Uluslararası Katılım: Bilgi ve Deneyim Paylaşımı
Konferansa katılan Mısır Odalar Federasyonu Genel Sekreteri Dr. Alaa Ezz, ülkelerinde iklim değişikliğiyle mücadele kapsamında yürütülen çalışmalar hakkında bilgi verdi. 3,5 milyon hektarlık çölleşme riski altındaki alanın rehabilite edildiğini belirten Ezz, Türkiye ile çevre ve enerji alanında iş birliklerinin artırılması gerektiğini söyledi.
Cranfield Üniversitesi’nden Dr. Elisabeth Shrimpton ise Türkiye’deki çiftçilerin bilgiye dayalı çözüm arayışlarının uluslararası alanda da örnek alınabileceğini vurguladı. “Kuraklık ve ekstrem hava olaylarına karşı Türkiye’de geliştirilen pratikler, bilim insanlarına değerli içgörüler sunuyor” dedi.
Tarımda Yeni Normallere Hazırlık
Niğde Ömer Halisdemir Üniversitesi’nden Prof. Dr.
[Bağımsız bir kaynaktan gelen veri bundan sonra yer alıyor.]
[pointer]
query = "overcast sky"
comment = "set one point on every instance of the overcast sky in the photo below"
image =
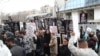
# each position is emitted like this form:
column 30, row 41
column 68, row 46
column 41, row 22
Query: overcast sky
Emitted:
column 13, row 6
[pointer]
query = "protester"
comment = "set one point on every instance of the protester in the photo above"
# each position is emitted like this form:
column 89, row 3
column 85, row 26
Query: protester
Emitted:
column 40, row 44
column 92, row 40
column 15, row 49
column 64, row 51
column 17, row 38
column 98, row 36
column 47, row 37
column 82, row 50
column 4, row 51
column 53, row 45
column 26, row 43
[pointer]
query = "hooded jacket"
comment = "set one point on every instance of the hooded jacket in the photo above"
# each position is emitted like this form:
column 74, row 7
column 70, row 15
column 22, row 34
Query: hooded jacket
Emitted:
column 4, row 51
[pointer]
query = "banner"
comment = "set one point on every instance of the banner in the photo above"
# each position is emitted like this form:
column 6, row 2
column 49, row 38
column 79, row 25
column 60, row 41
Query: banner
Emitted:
column 53, row 29
column 21, row 25
column 30, row 28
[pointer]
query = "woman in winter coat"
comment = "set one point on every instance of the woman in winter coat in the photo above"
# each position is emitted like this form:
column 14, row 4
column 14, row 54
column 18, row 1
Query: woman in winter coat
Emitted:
column 53, row 45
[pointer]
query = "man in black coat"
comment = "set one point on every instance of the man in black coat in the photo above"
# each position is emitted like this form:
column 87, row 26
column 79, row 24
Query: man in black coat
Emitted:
column 15, row 49
column 63, row 50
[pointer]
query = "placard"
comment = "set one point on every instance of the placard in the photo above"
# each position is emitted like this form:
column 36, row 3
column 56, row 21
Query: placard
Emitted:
column 53, row 29
column 30, row 28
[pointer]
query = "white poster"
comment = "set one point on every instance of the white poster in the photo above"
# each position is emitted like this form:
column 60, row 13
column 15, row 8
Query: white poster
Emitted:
column 21, row 25
column 30, row 28
column 53, row 29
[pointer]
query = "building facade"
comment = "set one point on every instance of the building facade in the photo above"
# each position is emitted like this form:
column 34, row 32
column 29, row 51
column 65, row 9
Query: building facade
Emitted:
column 46, row 9
column 74, row 9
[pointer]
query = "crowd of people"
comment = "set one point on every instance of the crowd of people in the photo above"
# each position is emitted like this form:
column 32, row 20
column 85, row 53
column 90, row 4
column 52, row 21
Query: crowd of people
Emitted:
column 45, row 43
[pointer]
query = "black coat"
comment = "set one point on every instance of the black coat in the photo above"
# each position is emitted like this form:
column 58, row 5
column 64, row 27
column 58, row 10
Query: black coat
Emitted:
column 64, row 51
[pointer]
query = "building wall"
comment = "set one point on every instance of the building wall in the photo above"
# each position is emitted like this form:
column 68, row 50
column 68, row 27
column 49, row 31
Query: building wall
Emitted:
column 60, row 3
column 97, row 13
column 46, row 9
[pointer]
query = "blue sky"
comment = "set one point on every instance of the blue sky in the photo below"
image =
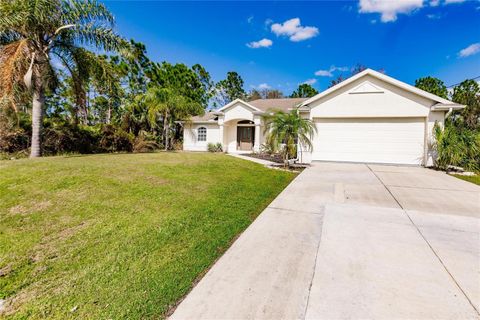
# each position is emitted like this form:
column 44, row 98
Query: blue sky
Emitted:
column 282, row 44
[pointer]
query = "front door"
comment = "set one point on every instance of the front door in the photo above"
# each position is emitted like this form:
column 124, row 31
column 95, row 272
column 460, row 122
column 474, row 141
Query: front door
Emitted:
column 245, row 136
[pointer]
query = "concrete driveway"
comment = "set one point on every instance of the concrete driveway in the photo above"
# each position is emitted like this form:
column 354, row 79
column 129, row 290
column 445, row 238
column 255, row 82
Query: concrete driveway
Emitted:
column 352, row 241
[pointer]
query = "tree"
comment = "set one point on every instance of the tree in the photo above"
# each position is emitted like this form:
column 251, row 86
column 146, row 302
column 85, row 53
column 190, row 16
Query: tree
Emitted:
column 432, row 85
column 254, row 94
column 229, row 89
column 272, row 94
column 33, row 31
column 193, row 83
column 264, row 94
column 289, row 129
column 304, row 91
column 166, row 104
column 356, row 69
column 468, row 94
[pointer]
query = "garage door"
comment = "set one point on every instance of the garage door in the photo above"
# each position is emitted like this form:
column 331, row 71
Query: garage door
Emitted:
column 377, row 140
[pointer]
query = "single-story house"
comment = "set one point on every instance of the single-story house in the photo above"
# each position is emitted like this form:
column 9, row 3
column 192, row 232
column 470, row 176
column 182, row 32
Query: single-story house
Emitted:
column 369, row 117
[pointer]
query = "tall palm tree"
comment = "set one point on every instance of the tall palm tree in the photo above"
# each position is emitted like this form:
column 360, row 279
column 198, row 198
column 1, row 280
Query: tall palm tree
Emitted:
column 288, row 130
column 33, row 32
column 167, row 104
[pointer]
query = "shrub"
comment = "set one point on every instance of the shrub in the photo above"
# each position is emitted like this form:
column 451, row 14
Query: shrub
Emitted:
column 63, row 137
column 215, row 147
column 142, row 144
column 14, row 133
column 115, row 139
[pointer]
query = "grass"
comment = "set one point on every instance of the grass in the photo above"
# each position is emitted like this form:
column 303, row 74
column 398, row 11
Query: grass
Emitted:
column 120, row 236
column 473, row 179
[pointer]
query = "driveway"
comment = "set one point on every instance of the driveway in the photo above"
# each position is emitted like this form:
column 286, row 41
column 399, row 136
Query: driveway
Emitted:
column 352, row 241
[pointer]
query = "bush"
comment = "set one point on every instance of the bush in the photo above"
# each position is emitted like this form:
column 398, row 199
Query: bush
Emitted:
column 456, row 146
column 215, row 147
column 63, row 137
column 142, row 144
column 115, row 139
column 14, row 133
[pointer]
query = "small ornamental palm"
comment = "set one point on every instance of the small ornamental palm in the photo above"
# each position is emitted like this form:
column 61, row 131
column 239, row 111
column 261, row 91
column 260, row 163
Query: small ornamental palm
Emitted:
column 289, row 129
column 32, row 32
column 168, row 105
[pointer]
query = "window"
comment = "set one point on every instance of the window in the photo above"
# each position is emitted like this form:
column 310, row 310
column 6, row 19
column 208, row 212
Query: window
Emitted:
column 202, row 134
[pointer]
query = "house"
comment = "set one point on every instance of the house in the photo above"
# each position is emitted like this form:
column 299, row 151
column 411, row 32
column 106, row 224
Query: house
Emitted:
column 369, row 117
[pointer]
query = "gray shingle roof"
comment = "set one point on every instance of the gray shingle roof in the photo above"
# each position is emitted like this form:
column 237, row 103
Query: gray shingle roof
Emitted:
column 283, row 104
column 276, row 104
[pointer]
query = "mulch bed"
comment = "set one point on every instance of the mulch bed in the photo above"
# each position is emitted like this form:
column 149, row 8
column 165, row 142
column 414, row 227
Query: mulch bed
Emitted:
column 277, row 158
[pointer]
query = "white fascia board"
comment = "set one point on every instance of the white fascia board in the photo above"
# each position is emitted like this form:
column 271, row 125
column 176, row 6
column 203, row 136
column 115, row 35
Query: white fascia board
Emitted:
column 382, row 77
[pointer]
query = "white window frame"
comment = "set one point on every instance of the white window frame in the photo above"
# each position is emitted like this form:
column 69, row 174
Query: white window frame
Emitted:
column 201, row 135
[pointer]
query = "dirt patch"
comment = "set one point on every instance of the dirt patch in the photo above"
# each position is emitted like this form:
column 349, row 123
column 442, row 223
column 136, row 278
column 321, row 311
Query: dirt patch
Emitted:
column 48, row 248
column 18, row 210
column 33, row 207
column 4, row 271
column 11, row 305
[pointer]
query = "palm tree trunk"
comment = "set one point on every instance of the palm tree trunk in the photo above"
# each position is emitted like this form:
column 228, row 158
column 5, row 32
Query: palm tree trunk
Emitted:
column 37, row 121
column 165, row 128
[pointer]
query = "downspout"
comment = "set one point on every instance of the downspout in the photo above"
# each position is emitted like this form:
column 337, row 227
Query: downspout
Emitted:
column 450, row 110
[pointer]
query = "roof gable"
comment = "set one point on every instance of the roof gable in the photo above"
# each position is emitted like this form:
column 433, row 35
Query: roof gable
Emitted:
column 364, row 87
column 234, row 102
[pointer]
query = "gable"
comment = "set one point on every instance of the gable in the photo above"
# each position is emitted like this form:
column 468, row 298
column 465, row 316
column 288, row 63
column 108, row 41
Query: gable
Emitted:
column 369, row 96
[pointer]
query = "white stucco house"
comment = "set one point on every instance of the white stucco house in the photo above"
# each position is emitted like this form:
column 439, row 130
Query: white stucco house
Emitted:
column 369, row 117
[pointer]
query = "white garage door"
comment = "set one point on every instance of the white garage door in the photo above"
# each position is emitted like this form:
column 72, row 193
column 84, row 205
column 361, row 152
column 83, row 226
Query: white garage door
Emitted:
column 380, row 140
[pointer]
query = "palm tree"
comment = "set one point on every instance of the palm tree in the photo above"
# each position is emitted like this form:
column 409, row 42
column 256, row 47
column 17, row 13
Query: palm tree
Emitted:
column 288, row 130
column 168, row 105
column 34, row 32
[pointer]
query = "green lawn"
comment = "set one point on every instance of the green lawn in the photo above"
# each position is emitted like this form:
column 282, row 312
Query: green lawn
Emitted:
column 120, row 236
column 473, row 179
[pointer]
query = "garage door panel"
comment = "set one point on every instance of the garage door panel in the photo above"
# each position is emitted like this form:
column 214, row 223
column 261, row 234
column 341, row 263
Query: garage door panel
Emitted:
column 370, row 140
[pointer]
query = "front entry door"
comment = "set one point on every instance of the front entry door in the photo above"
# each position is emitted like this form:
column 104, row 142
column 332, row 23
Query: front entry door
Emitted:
column 245, row 136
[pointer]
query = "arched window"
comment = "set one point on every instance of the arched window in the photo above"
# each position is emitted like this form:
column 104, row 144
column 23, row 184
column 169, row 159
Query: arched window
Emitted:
column 202, row 134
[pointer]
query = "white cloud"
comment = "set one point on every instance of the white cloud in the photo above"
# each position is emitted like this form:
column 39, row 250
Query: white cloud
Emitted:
column 389, row 9
column 310, row 81
column 433, row 16
column 294, row 30
column 323, row 73
column 262, row 86
column 470, row 50
column 264, row 43
column 330, row 71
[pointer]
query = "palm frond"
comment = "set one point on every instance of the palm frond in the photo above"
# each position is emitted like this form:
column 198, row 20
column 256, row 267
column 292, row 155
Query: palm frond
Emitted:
column 13, row 58
column 85, row 12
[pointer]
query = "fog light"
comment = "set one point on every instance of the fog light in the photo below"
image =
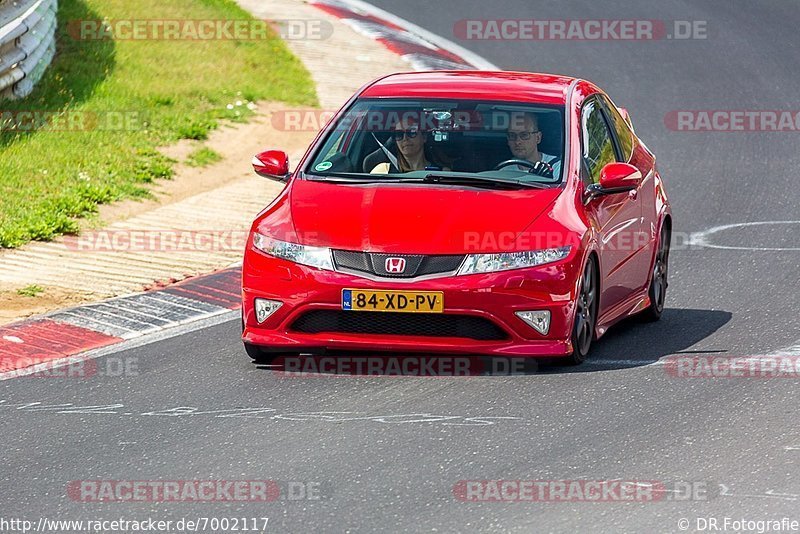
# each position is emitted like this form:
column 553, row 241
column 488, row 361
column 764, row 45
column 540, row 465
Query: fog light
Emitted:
column 538, row 320
column 265, row 308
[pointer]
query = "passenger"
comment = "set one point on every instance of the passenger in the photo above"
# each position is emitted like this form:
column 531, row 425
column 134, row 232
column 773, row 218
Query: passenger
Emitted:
column 523, row 137
column 411, row 150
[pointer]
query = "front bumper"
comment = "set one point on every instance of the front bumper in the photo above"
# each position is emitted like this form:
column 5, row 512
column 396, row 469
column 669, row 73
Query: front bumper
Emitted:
column 480, row 298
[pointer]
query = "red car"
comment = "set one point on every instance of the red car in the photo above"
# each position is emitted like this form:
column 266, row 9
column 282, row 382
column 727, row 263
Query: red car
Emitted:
column 494, row 213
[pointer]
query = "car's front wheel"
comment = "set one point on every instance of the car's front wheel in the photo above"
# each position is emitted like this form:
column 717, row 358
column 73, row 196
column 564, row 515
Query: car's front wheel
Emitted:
column 585, row 314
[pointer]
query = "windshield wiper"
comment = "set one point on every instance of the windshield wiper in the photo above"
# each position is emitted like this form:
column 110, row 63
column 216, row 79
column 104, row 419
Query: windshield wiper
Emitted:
column 481, row 181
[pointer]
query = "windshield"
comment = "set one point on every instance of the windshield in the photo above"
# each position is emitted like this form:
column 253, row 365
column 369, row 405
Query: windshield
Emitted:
column 387, row 139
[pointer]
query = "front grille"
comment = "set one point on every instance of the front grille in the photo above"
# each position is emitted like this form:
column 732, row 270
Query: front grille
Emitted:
column 399, row 324
column 416, row 264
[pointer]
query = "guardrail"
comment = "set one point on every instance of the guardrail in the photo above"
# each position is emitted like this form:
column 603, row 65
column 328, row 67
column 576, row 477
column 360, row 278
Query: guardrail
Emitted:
column 27, row 44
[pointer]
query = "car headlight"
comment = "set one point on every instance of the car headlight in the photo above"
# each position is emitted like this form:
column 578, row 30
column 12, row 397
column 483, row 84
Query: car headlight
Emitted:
column 504, row 261
column 319, row 257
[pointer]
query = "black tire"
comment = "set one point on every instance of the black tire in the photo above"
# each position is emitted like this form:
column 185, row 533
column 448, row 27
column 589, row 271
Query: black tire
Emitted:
column 585, row 314
column 658, row 283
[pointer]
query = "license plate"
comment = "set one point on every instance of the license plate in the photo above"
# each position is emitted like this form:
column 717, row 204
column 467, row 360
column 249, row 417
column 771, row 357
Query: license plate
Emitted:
column 393, row 301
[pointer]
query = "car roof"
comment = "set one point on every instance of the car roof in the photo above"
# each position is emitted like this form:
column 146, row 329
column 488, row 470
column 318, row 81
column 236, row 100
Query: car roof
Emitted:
column 528, row 87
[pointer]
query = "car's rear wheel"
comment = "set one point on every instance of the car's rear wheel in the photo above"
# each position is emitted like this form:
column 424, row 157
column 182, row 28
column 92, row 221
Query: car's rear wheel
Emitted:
column 658, row 282
column 585, row 314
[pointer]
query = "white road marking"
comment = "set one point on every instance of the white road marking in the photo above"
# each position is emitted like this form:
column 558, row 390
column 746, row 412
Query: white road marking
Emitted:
column 701, row 239
column 445, row 44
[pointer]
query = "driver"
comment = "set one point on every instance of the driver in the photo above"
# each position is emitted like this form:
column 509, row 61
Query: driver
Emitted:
column 523, row 137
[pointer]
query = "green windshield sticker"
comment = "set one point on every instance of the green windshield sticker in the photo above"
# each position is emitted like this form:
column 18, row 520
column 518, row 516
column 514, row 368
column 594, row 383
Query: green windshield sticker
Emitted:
column 324, row 166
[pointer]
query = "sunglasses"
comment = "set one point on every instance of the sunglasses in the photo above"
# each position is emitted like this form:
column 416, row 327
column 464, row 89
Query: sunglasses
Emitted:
column 411, row 134
column 512, row 136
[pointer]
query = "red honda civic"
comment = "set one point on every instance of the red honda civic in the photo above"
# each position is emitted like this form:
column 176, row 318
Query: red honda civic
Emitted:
column 493, row 213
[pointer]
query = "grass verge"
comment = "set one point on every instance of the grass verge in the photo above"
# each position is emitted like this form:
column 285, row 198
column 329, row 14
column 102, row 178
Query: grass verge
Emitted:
column 117, row 101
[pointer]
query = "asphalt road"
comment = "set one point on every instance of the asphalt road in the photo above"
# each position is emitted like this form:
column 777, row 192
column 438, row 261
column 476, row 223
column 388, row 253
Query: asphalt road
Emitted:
column 387, row 452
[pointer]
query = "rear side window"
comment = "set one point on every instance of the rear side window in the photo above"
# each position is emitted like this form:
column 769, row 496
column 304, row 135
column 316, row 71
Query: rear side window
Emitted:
column 624, row 134
column 598, row 147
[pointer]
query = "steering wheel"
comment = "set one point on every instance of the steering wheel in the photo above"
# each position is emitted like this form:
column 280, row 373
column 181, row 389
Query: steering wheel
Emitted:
column 540, row 167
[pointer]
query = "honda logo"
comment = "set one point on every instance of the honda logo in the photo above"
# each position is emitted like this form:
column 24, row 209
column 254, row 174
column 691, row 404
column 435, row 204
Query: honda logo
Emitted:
column 395, row 265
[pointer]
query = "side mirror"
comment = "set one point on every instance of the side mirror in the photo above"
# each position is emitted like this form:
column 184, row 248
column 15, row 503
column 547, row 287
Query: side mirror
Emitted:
column 615, row 178
column 273, row 164
column 620, row 177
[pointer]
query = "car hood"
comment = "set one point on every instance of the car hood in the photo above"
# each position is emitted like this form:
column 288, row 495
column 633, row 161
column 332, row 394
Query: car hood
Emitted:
column 412, row 218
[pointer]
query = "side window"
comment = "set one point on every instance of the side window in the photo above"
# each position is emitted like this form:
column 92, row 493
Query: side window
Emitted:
column 624, row 135
column 598, row 148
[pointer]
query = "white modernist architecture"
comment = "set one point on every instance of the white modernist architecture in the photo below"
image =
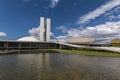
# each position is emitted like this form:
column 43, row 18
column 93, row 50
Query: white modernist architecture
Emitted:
column 45, row 29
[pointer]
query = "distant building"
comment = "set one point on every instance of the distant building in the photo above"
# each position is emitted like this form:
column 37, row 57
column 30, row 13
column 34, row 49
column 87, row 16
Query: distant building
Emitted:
column 80, row 40
column 116, row 41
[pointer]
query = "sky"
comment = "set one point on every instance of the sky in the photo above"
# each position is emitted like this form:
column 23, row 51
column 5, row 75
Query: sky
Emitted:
column 100, row 19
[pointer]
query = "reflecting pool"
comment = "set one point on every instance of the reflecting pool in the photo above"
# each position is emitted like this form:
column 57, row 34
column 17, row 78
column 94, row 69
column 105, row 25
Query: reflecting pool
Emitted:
column 56, row 66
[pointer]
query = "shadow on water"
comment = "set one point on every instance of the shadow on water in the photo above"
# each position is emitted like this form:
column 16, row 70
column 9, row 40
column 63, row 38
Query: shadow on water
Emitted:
column 54, row 66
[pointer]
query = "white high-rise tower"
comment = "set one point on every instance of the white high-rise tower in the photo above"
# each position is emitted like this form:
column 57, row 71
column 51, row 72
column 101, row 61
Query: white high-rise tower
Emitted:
column 45, row 29
column 42, row 29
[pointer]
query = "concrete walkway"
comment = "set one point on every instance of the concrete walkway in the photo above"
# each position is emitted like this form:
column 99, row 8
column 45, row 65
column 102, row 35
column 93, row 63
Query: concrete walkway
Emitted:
column 113, row 49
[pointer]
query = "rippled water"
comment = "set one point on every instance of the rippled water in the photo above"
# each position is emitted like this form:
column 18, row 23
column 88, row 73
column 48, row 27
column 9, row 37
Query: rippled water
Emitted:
column 52, row 66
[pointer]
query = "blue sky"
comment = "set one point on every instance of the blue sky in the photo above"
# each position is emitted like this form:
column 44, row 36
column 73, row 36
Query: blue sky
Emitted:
column 70, row 18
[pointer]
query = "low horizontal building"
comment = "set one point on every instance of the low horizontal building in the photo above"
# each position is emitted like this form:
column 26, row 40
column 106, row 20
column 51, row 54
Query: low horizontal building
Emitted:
column 80, row 40
column 116, row 41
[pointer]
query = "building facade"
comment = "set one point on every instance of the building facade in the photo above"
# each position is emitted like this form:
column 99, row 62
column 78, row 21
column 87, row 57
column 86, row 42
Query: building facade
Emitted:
column 45, row 29
column 116, row 41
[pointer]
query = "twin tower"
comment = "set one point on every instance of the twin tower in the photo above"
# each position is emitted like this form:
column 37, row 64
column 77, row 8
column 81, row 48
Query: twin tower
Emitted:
column 45, row 29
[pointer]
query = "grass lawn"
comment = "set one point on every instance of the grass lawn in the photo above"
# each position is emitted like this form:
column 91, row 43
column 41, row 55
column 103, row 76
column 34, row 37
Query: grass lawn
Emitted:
column 86, row 52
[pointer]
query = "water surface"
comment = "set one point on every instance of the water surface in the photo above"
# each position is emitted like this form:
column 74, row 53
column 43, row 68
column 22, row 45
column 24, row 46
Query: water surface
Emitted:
column 54, row 66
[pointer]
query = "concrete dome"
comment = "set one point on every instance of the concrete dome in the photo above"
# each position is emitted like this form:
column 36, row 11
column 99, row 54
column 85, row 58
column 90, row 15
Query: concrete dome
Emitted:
column 80, row 40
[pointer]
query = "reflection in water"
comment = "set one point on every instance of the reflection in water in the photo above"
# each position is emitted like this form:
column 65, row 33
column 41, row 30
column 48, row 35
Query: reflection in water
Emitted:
column 51, row 66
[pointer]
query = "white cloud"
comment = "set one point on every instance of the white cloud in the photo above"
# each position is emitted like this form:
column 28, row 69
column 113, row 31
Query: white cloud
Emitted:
column 112, row 17
column 102, row 33
column 99, row 11
column 53, row 3
column 2, row 34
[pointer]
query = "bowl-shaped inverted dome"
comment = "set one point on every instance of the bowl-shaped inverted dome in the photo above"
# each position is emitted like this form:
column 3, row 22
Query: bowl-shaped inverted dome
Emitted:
column 80, row 40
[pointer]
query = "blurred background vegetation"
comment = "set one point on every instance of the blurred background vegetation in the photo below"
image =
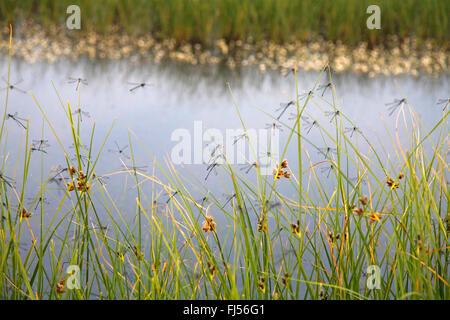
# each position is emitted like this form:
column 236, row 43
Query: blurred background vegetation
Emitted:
column 281, row 21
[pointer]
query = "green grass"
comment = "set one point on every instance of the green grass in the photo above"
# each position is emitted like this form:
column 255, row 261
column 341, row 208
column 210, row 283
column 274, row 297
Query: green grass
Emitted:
column 247, row 256
column 282, row 21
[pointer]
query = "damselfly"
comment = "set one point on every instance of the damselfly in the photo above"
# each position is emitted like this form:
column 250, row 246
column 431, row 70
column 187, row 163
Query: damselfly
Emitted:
column 81, row 113
column 324, row 87
column 352, row 130
column 309, row 123
column 306, row 94
column 333, row 114
column 134, row 169
column 100, row 179
column 8, row 181
column 393, row 106
column 39, row 200
column 228, row 199
column 16, row 119
column 444, row 102
column 119, row 150
column 78, row 81
column 39, row 145
column 327, row 151
column 273, row 126
column 137, row 85
column 358, row 180
column 327, row 169
column 171, row 196
column 269, row 205
column 212, row 168
column 13, row 86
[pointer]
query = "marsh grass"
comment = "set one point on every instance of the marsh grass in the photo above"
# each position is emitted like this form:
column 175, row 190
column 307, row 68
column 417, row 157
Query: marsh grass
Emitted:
column 260, row 244
column 273, row 20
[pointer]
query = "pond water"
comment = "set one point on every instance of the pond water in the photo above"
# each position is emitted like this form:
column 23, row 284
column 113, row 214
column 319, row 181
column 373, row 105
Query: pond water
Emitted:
column 181, row 96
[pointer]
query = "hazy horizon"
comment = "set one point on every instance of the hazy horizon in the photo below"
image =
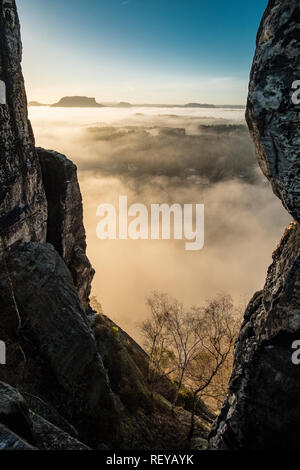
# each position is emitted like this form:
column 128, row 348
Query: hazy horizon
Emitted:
column 141, row 52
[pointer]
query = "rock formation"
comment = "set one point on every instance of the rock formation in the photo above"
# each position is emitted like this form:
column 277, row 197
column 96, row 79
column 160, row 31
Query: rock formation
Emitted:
column 72, row 379
column 262, row 409
column 23, row 208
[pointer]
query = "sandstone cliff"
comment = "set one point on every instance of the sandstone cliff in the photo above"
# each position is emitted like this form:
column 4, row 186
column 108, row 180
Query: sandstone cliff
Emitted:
column 262, row 407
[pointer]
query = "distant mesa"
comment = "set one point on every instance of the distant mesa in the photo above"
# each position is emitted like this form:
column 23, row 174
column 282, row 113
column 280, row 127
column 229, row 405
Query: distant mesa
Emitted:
column 85, row 102
column 77, row 102
column 35, row 103
column 199, row 105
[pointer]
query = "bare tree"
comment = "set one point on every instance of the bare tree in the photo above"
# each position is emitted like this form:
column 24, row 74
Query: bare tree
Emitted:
column 193, row 346
column 155, row 334
column 208, row 372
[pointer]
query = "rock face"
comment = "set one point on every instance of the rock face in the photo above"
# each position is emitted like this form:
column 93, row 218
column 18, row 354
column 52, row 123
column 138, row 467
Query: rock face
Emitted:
column 65, row 228
column 77, row 102
column 272, row 116
column 23, row 208
column 262, row 409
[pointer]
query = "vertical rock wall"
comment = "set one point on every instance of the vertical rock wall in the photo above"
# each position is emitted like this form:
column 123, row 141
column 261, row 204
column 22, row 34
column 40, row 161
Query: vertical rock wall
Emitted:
column 262, row 409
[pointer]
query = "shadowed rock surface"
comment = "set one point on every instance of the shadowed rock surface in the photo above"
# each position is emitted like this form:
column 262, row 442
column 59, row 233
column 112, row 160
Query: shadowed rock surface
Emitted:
column 83, row 381
column 272, row 116
column 262, row 408
column 23, row 208
column 65, row 228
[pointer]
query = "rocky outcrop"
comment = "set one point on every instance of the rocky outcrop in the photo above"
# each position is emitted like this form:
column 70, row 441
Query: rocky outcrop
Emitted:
column 65, row 229
column 77, row 102
column 262, row 409
column 78, row 380
column 51, row 346
column 23, row 209
column 14, row 413
column 272, row 116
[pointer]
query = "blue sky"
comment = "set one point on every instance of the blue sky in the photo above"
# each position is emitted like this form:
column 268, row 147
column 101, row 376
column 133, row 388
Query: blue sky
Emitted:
column 158, row 51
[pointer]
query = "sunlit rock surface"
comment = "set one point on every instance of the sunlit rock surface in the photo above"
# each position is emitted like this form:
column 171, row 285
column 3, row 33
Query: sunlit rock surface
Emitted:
column 272, row 113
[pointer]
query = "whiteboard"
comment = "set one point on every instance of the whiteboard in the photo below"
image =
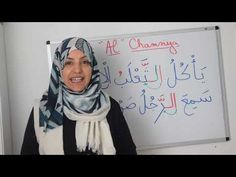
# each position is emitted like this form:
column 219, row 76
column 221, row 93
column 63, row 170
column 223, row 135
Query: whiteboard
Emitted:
column 169, row 84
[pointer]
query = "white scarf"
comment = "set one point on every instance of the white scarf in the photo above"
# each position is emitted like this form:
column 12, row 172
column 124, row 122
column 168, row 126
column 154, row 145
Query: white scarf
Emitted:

Ece Ümmü Deveci, İç Anadolu’daki kuraklık ve iklim dengesizliklerinin elma üretimi başta olmak üzere birçok ürünü tehdit ettiğini söyledi. “Toprak çok hasta, artık ilaçsız verim alamıyoruz” diyen Deveci, açtıkları çiftçi okullarıyla ücretsiz eğitim vererek farkındalık yarattıklarını ifade etti.
Yeryüzü İklim Değişikliği ile Mücadele Vakfı Başkanı Serpil Arslantaş ise tarımda dönüşümün ertelenemez bir gereklilik olduğunu söyleyerek, vakfa tüm mal varlıklarını çocuklarının geleceği için adadıklarını belirtti. “Kadınların ve gençlerin kırsal yaşama aktif katılımı, sürdürülebilirliğin anahtarıdır” dedi.